De bonnes nouvelles pour l'IRIC

  • Forum
  • Le 18 février 2013

  • Marie Lambert-Chan

De gauche à droite, MM. Bouvier et Decicco, Guy Sauvageau, directeur général de l'IRIC, et M. TyersAu cours de la prochaine année, 47 000 cas de cancer seront diagnostiqués au Québec. «Imaginez les répercussions sur les familles, le système de santé, la productivité et la qualité de vie de toutes les personnes touchées.

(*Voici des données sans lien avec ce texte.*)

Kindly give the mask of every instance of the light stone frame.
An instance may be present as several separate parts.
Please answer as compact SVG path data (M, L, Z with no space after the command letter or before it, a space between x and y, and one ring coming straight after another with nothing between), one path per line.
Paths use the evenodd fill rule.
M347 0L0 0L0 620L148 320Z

Dans ce contexte, la recherche réalisée à l'Institut de recherche en immunologie et en cancérologie [IRIC] de l'Université de Montréal est véritablement un service à la collectivité», a lancé Pierre Normand, vice-président aux relations extérieures et aux communications à la Fondation canadienne pour l'innovation (FCI), le 7 février, à une conférence tenue à l'IRIC.

 

On y annonçait de nouveaux partenariats entre l'Institut et la compagnie pharmaceutique Bristol-Myers Squibb (BMS), ainsi qu'une importante subvention de 10,5 M$, un montant provenant de la FCI, du gouvernement du Québec et de sources privées.

Le cancer pose un défi de taille aux scientifiques. Sa complexité exige des efforts de créativité et de collaboration, ont convenu les universitaires et les acteurs du public et du privé présents à la conférence.

«Les médicaments échouent aux essais cliniques, car nous ne comprenons pas suffisamment les systèmes biologiques complexes», a affirmé Mike Tyers, professeur à la Faculté de médecine de l'UdeM et chercheur principal à l'IRIC.

Sa plateforme de criblage chimique à ultra haut débit associée aux systèmes biologiques profitera de la nouvelle subvention. «Notre projet vise à élaborer des approches de criblage novatrices, explique le professeur Tyers. Nous pourrons commencer à combler le fossé qui existe entre les connaissances accumulées grâce à la génomique et notre capacité à repérer des molécules prometteuses pour les nombreux gènes cibles liés à des maladies comme le cancer.»

Un modèle unique

L'IRIC et BMS travaillent main dans la main depuis plus de cinq ans. Ce partenariat fructueux va plus loin aujourd'hui avec l'amorce de nouveaux projets pour mettre au point deux médicaments contre de multiples formes de cancer.

«Au cours des dernières années, Bristol-Myers Squibb a investi plusieurs millions de dollars dans la recherche et la conception de médicaments à l'IRIC», a déclaré fièrement Michel Bouvier, professeur à la Faculté de médecine et chef de la direction de l'IRIC – Commercialisation de la recherche (IRICoR). Cet organisme sans but lucratif créé par l'UdeM a le mandat d'accélérer le processus de commercialisation des découvertes effectuées à l'IRIC et à l'UdeM en oncologie. Il a joué un rôle crucial dans la conclusion de l'entente avec BMS.

«Auparavant, nous donnions de l'argent aux universitaires et nous leur disions de revenir plus tard avec les résultats de leurs découvertes. Plus personne n'agit ainsi parce que ça ne fonctionne pas. C'est bien plus satisfaisant pour les scientifiques de pouvoir développer les découvertes provenant de leurs travaux en recherche fondamentale. Voilà ce que l'IRIC fait», a témoigné Carl Decicco, premier vice-président du secteur Découverte, chimie et optimisation de candidats chez BMS.

Ce modèle est des plus innovants, selon Michel Bouvier: «La recherche fondamentale débute avec le financement issu des organismes subventionnaires et des donateurs privés qui alimente des projets qui ont le potentiel pour devenir des programmes de découverte du médicament. Puis, l'IRICoR les mène vers les prochaines étapes de maturation, à travers les différentes plateformes scientifiques de l'IRIC conçues à cet effet. C'est à ce moment que nous réalisons des partenariats avec l'industrie et que nous pouvons éventuellement tirer des revenus de la vente de tous les produits qui en découlent par exemple. Cet argent sera réinvesti dans la recherche.»

M. Bouvier rappelle que, «sans des partenariats solides avec l'industrie, il est impossible de mener à terme la plupart des projets en découverte du médicament».

Le financement public n'est toutefois pas négligeable, puisqu'il s'étendra encore sur quelques années. «De 10 à 15 ans sont nécessaires pour qu'un médicament aboutisse en essais cliniques, signale M. Bouvier. On a des composés en tests cliniques, mais ils ne sont pas encore approuvés. Les revenus engendrés par ces médicaments apparaissent peu à peu, mais ce n'est pas assez pour nous rendre autosuffisants avant cinq ans. On a donc besoin de subventions publiques. Mais c'est de l'argent bien investi quand on pense à toutes les retombées possibles.»